Woman's Health Centers

When Someone You Love Needs a Choice

Making Abortion Illegal

In the mid-to-late 1800s states began passing laws that made abortion illegal. The motivations for anti-abortion laws varied from state to state. One of these reasons including fears that the population would be dominated by the children of newly arriving immigrants, whose birth rates were higher than those of “native” Anglo-Saxon women.

Medical Practice

During the 1800s, all surgical procedures, including abortions, were extremely risky. Hospitals were not common, antiseptics were unknown and even the most respected doctors had only primitive medical educations. Without today’s current technology, maternal and infant mortality rates during childbirth were extraordinarily high. The dangers from abortion were similar to the dangers from others surgeries that were now outlawed.

As scientific methods began to dominate medical practice and technologies were developed to prevent infection, medical care on the whole became much safer and more effective. But by this time, the vast majority of women who needed abortions had no choice but to get them from illegal practitioners without these medical advances at their disposal. The “back alley” abortion remained a dangerous, often deadly procedure, while areas of legally sanctioned medicine improved dramatically.

The Medical Establishment

The strongest force behind the drive to criminalize abortion was the attempt by doctors to establish for themselves exclusive rights to practice medicine. They wanted to prevent “untrained” practitioners, including midwives, apothecaries and homeopaths, from competing with them for patient’s fees.

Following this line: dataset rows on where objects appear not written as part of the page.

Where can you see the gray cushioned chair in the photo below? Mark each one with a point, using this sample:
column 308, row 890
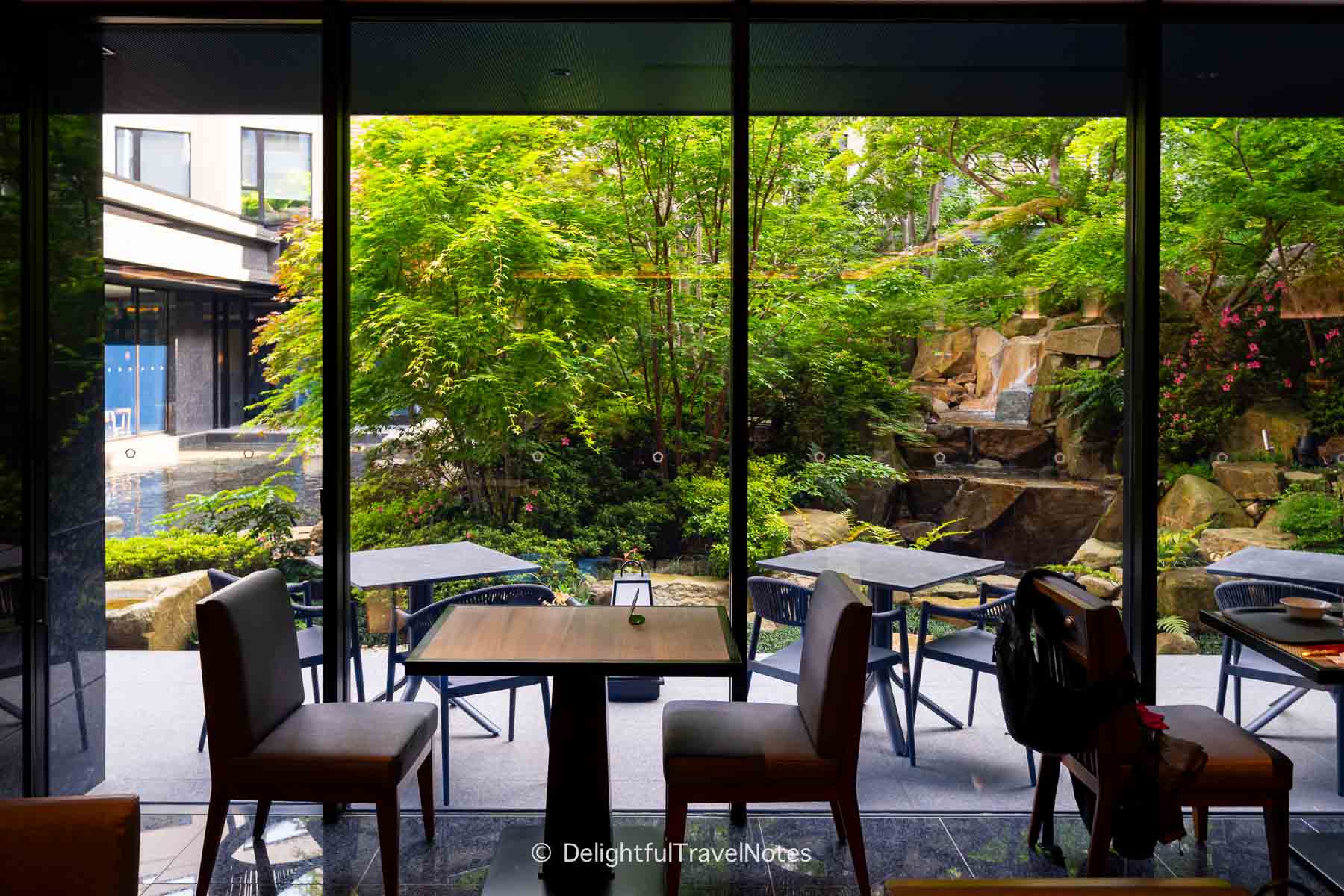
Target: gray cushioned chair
column 70, row 845
column 779, row 753
column 267, row 744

The best way to accomplish their goal was to eliminate one of the principle procedures that kept these competitors in business. Rather than openly admitting to such motives, the newly formed American Medical Association (AMA) argued that abortion was both immoral and dangerous. By 1910 all but one state had criminalized abortion except where necessary, in the doctor’s judgment, to save the woman’s life. In this way, legal abortion was successfully transformed into a “physicians-only” practice.

Back-Alley Abortions

The prohibition of legal abortion from the 1880s until 1973 came under the same anti-obscenity or Comstock laws that prohibited the dissemination of birth control information and services.

Criminalization of abortion did not reduce the numbers of women who sought abortions. In the years before Roe v. Wade, the estimates of illegal abortions ranged as high as 1.2 million per year. Although accurate records could not be kept, it is known that between the 1880s and 1973, many thousands of women were harmed as a result of illegal abortion.

Many women died or suffered medical problems after attempting to self-induce their abortions or going to untrained practitioners who performed abortions with primitive methods or in unsanitary conditions. During this time, hospital emergency room staff treated thousands of women who either died or were suffering terrible effects of abortions provided without adequate skill and care.

Some women were able to obtain relatively safer, although still illegal, abortions from private doctors. This practice remained prevalent for the first half of the twentieth century. The rate of reported abortions then began to decline, partly because doctors faced increased scrutiny from their peers and hospital administrators concerned about legality of their operations.